Working with partners and industry, RSVP will, over the next four years, develop sustainable, freely available resources and interventions to the full UK doctoral sector, and support for implementation through ‘train the trainer’ sessions. This will enable all institutions involved in doctoral education to select the approaches and tools that best serve their environment and to learn from each other. RSVP offers supervisor CPD via structured onboarding, workshops, mentoring, peer observation of supervision, and recognition of practice.
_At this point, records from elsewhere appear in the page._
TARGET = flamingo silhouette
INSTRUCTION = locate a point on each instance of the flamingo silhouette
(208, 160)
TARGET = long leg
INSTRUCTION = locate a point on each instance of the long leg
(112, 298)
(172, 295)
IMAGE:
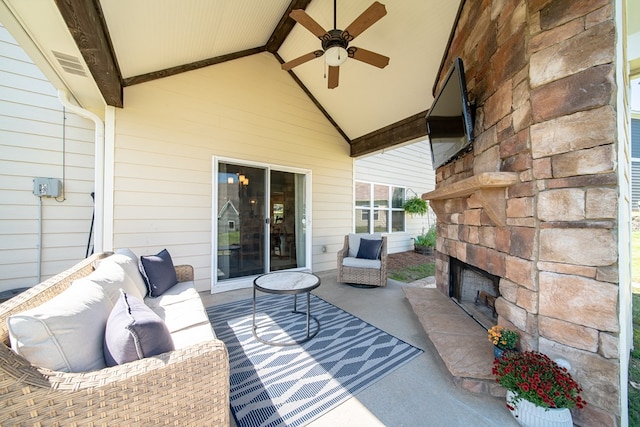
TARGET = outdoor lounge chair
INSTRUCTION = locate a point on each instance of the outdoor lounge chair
(363, 263)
The aim is to support the review, development and testing of interventions and in so doing create a cultural shift in how supervision practice is understood, supported, managed and recognised across the sector. Rooted in equality, diversity, and inclusivity, RSVP seeks additional ‘Practitioner Partners’ representing the full range of UK institutions in terms of size, culture and disciplines to pilot supervision enhancement strategies.

Recognising change

The People, Culture and Environment (PCE) element of REF 2029 will require research organisations to narrate their approach to research culture and articulate how to make research culture better. Inevitably, and correctly, these narratives will include references to compliance with DORA, Open, Trusted Research, the many Concordats (Early Career Researchers, KE, Public Engagement, Technicians agreement), Athena Swan and EDI. As part of the additional indicators could we also include evidence of a commitment to onboarding for new supervisors and CPD in research supervision? Quantifiable metrics might include numbers of recognised supervisors (through the UK Council for Graduate Education Research Supervision Recognition Programme or similar); PGR completion and attrition rates, recognising why researchers are not completing and if there is a correlation between this and research culture? Academics applying for UKRI Landscape and Focal awards might also wish to consider and narrate how supervisors work together in their case for funding.

If as the rhetoric suggests, doctoral research is an essential part of the UK’s talent pipeline then understanding and recognising how doctoral supervision is embedded in a positive research culture is critical. It’s time to expand team science to team PhD – now there’s an idea.

This article is based on some of the ideas considered in Clegg K, Houston G & Gower O (2024) Doctoral Supervision and Research Culture: what we know, what works and why. Routledge.

One response to “A team approach to PhD supervision

  1. For supervisors to fully engage in this model it will be critical for institutions to recognise PhD supervision in their workload allocation as an activity distinct from research or undergraduate teaching. Too often PhD supervision is seen as an activity that academics do as part if their research workload. Since UKRI has made it clear that PhDs are part of training their supervision should be correctly accounted for outside of research time.